Depois da situação relacionada com as limitações impostas aos combustíveis oriundos da Rússia, as alterações na Venezuela e a guerra no Médio Oriente, leva a que o atual contexto geopolítico mostre os riscos relacionados com a dependência da Europa em relação aos combustíveis fósseis importados.
A Comissão Europeia considera que os cidadãos e as indústrias europeias estão preocupados com os elevados preços da energia, e também considera que as fontes de energia limpas continuam a ser as mais acessíveis e seguras e a única resposta a médio prazo para reduzir a exposição europeia à volatilidade dos preços.
É neste contexto que a Comissão Europeia apresentou hoje, 10 de março de 2026, as primeiras iniciativas para impulsionar o investimento em soluções nacionais de energia limpa, aumentar a resiliência e reduzir os preços da energia.
“Para tirar o máximo partido das nossas próprias fontes de energia, a Europa necessita de uma mudança radical no seu sistema energético e nas suas infraestruturas”, refere a Comissão Europeia. Para isso considera que a estratégia de investimento em energias limpas poderá ajudar “a colmatar o fosso entre o capital privado atualmente disponível e os investimentos necessários.”

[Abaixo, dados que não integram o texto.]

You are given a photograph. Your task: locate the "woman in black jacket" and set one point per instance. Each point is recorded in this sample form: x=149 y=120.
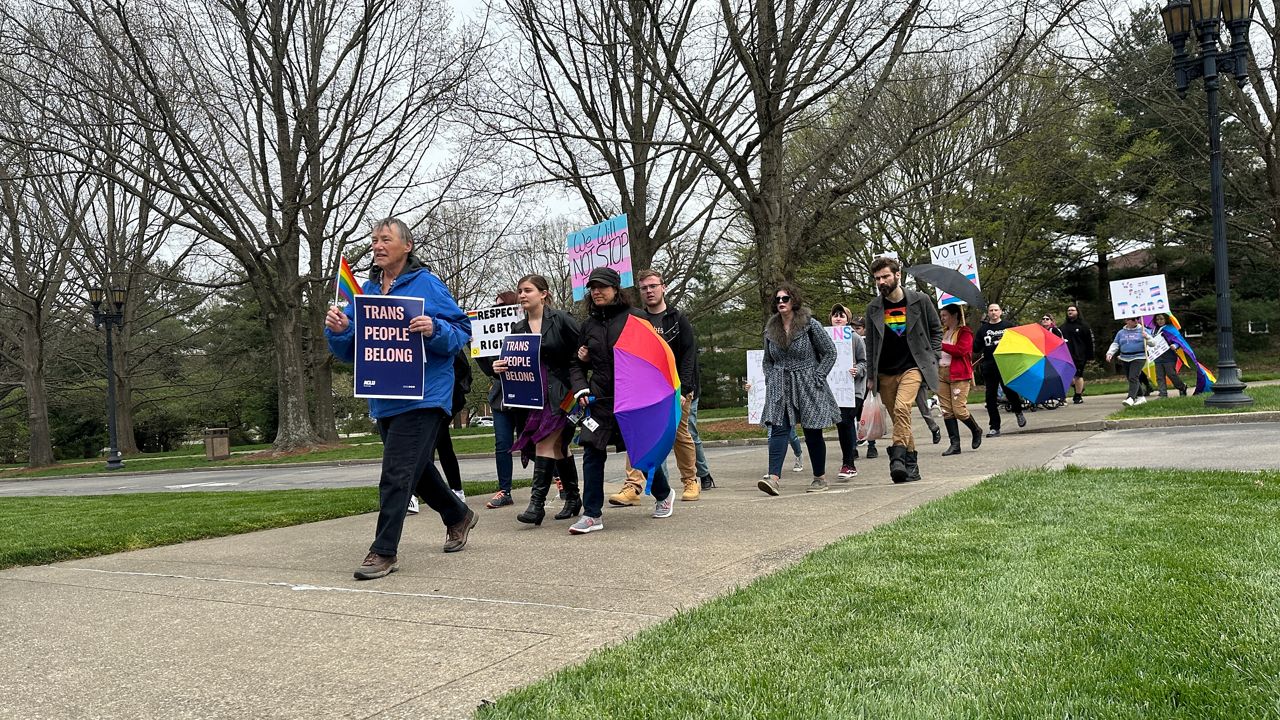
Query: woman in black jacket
x=607 y=315
x=544 y=433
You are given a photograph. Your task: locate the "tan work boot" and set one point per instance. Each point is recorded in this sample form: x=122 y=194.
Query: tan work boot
x=630 y=495
x=693 y=490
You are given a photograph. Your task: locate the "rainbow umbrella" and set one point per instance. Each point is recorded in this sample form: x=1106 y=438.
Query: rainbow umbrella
x=1034 y=363
x=645 y=395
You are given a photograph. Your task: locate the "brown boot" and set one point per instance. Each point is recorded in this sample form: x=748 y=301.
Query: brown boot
x=630 y=495
x=693 y=490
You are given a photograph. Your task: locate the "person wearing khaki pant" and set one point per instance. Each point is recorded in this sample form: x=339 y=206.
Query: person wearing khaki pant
x=679 y=333
x=904 y=342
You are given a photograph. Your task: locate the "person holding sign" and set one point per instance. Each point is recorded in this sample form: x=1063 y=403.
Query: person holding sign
x=408 y=427
x=798 y=356
x=607 y=315
x=1130 y=347
x=544 y=433
x=848 y=425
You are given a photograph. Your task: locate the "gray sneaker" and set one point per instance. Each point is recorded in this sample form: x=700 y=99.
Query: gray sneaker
x=586 y=524
x=666 y=506
x=376 y=566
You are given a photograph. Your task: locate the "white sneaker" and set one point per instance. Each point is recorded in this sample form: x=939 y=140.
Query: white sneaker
x=586 y=524
x=664 y=507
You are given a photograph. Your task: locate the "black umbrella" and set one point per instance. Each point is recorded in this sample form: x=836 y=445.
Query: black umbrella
x=949 y=281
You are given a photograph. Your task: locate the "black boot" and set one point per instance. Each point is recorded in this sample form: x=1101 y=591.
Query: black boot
x=952 y=434
x=535 y=513
x=977 y=432
x=572 y=496
x=897 y=463
x=913 y=469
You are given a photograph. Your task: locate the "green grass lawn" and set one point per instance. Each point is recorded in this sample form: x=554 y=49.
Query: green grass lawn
x=35 y=531
x=1265 y=399
x=1075 y=593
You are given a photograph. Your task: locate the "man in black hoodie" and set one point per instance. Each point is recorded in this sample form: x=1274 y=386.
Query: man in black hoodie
x=1079 y=341
x=679 y=333
x=984 y=350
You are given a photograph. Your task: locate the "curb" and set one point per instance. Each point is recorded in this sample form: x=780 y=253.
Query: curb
x=1166 y=422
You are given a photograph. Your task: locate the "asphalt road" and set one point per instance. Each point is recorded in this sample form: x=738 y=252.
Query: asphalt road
x=282 y=477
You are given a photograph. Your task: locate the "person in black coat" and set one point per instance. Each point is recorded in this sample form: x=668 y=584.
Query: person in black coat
x=1079 y=342
x=544 y=433
x=607 y=317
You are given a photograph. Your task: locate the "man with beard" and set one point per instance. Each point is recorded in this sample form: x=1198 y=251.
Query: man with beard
x=904 y=342
x=984 y=349
x=1079 y=341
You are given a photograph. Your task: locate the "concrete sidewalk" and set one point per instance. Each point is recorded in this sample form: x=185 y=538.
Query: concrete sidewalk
x=272 y=624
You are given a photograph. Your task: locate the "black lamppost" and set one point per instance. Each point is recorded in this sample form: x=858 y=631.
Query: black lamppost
x=109 y=318
x=1180 y=18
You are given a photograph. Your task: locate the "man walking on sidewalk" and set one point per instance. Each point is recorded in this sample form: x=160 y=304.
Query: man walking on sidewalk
x=904 y=342
x=679 y=333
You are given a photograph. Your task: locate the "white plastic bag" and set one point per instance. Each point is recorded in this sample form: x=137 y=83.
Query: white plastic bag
x=876 y=420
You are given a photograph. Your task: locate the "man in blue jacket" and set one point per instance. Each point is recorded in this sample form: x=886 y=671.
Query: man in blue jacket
x=408 y=427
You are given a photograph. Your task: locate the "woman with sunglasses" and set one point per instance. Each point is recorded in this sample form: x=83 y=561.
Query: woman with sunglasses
x=798 y=355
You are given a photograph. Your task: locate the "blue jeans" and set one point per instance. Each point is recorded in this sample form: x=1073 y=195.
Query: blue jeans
x=780 y=436
x=408 y=443
x=503 y=437
x=593 y=481
x=703 y=470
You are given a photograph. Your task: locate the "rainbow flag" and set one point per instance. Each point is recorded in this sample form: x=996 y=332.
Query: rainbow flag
x=346 y=283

Uma estratégia de investimentos que “ajudará a reduzir os riscos dos projetos e a mobilizar financiamento privado para as redes, as tecnologias inovadoras no domínio das energias limpas e a eficiência energética”. A estratégia envolve o Banco Europeu de Investimentos, que deverá disponibilizar mais de 75 mil milhões de euros de financiamento nos próximos três anos para apoiar os objetivos da transição para as energias limpas.
Em especial, o BEI assumirá um compromisso com um montante indicativo máximo de 500 milhões de euros para o Fundo de Investimento em Infraestruturas Estratégicas. Um capital de âncora para investir em projetos específicos de infraestruturas energéticas, dando um impulso financeiro aos objetivos do pacote europeu relativo às redes.
Com o pacote “Energia dos Cidadãos”, a Comissão Europeia pretende “reduzir as faturas da energia, capacitar os cidadãos para produzirem e partilharem as suas próprias energias limpas e lutar contra a pobreza energética. Os consumidores podem beneficiar de uma mudança de comercializador mais rápida, de impostos e taxas mais baixos sobre as suas faturas de eletricidade e de informações mais transparentes sobre as faturas e os contratos de energia.”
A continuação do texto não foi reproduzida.